Joy Milne told the BBC she smelled it 10 to 12 years before her husband was diagnosed, and it worsened along with the disease. (Getty Images)

What if you could diagnose someone with a disease just by smelling it?

That’s what 67-year-old Joy Milne claims she did when she smelled Parkinson’s diseaseeven before it was diagnosed in her husband, Les, reports the BBC. She “sensed a strange smell when he was around,” but after they attended a Parkinson’s support group in the U.K. two years ago just before her husband died, it became clear she could smell the same scent on other people, too.

Scientists were able to confirm her ability after she smelled the disease on six T-shirts belonging to Parkinson’s patients – and one from the control group of six other T-shirts worn by people who did not have Parkinson’s at the time, reports the BBC. But that one person was later diagnosed with Parkinson’s several months later.

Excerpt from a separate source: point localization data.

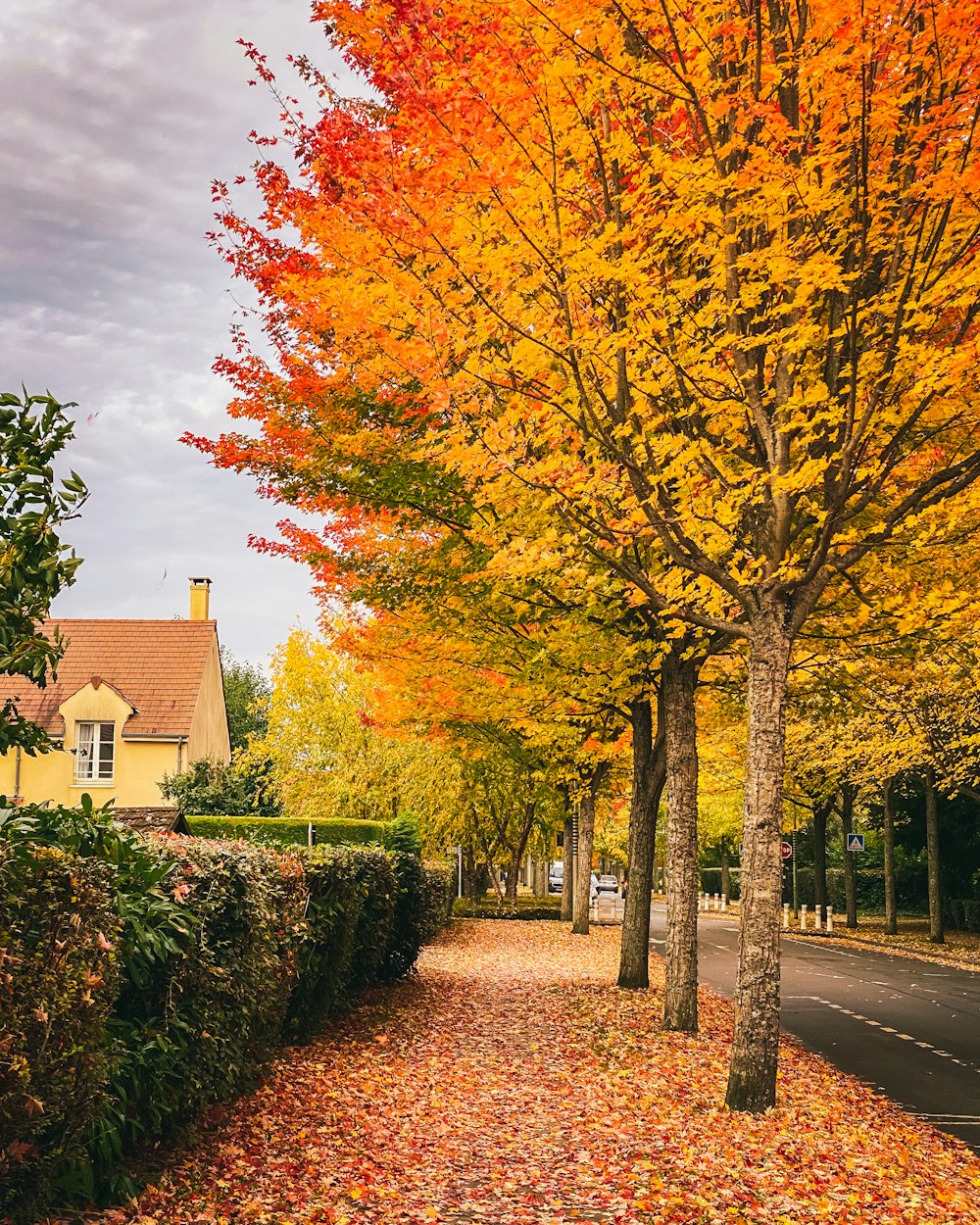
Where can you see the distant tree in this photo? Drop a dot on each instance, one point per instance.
(34, 564)
(246, 695)
(214, 789)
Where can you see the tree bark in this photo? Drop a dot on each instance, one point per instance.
(586, 841)
(517, 852)
(821, 811)
(935, 875)
(755, 1048)
(679, 681)
(851, 866)
(891, 906)
(567, 871)
(650, 773)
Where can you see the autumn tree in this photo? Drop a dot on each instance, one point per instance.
(705, 277)
(329, 758)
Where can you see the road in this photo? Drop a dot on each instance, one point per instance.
(909, 1028)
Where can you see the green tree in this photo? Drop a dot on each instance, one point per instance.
(34, 564)
(246, 696)
(215, 789)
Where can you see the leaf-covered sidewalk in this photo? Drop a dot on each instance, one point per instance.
(511, 1082)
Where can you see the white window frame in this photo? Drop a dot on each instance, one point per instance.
(94, 753)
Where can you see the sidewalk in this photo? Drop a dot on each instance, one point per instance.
(510, 1083)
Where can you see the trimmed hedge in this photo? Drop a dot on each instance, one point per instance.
(961, 914)
(181, 965)
(58, 981)
(525, 907)
(285, 832)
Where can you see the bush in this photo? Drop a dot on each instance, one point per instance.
(58, 986)
(184, 963)
(524, 907)
(285, 832)
(326, 952)
(961, 914)
(410, 917)
(439, 890)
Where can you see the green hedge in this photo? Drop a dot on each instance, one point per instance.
(285, 832)
(525, 907)
(58, 983)
(961, 914)
(182, 964)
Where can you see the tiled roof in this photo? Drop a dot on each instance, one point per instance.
(155, 665)
(152, 821)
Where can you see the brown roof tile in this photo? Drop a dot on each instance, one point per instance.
(155, 665)
(152, 821)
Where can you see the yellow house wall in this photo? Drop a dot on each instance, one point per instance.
(209, 735)
(138, 764)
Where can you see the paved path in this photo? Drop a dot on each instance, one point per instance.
(909, 1028)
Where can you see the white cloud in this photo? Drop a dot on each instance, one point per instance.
(117, 117)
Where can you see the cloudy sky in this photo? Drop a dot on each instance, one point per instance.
(117, 114)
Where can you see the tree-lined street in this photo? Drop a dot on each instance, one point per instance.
(907, 1028)
(510, 1083)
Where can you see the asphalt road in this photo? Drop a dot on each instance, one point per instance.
(909, 1028)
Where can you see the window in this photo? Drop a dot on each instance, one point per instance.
(94, 753)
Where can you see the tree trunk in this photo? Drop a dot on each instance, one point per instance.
(517, 853)
(650, 773)
(755, 1048)
(821, 811)
(932, 846)
(891, 907)
(586, 839)
(679, 681)
(851, 866)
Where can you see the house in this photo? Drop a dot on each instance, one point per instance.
(132, 701)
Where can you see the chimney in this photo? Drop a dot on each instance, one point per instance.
(200, 599)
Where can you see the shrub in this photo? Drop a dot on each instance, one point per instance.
(58, 986)
(219, 950)
(210, 969)
(524, 907)
(328, 941)
(961, 914)
(285, 832)
(439, 887)
(378, 888)
(410, 919)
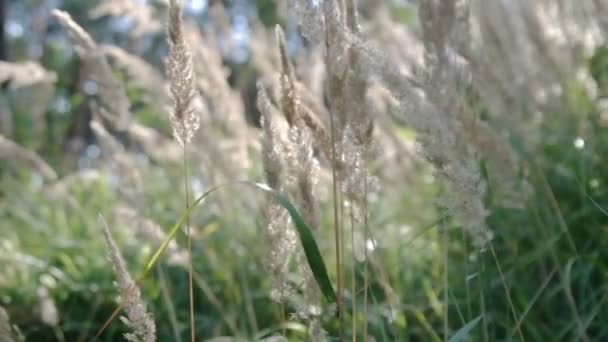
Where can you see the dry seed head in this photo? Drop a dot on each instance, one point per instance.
(289, 97)
(184, 117)
(138, 319)
(113, 102)
(271, 145)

Milne – and her nose – are currently working with scientists as they try to come up with a diagnostic test for the illness, which is characterized by stiffness, trembling and affected balance, according to the National Institutes of Health. Scientists are trying to find the exact molecules that make up the odor Milne can smell, and so far, they’ve found 10 molecules specific to those with Parkinson’s disease. There’s no medical test for the condition, and the Atlanta Journal-Constitution notes doctors usually diagnose the disease through neurological and physical evaluations.

What does Parkinson’s smell like, exactly? “Thick, musk smell,” Milne says. “Very different.” She told the BBC she smelled it 10 to 12 years before her husband was diagnosed, and it worsened along with the disease. He lived with the disease for 20 years before he died in 2015.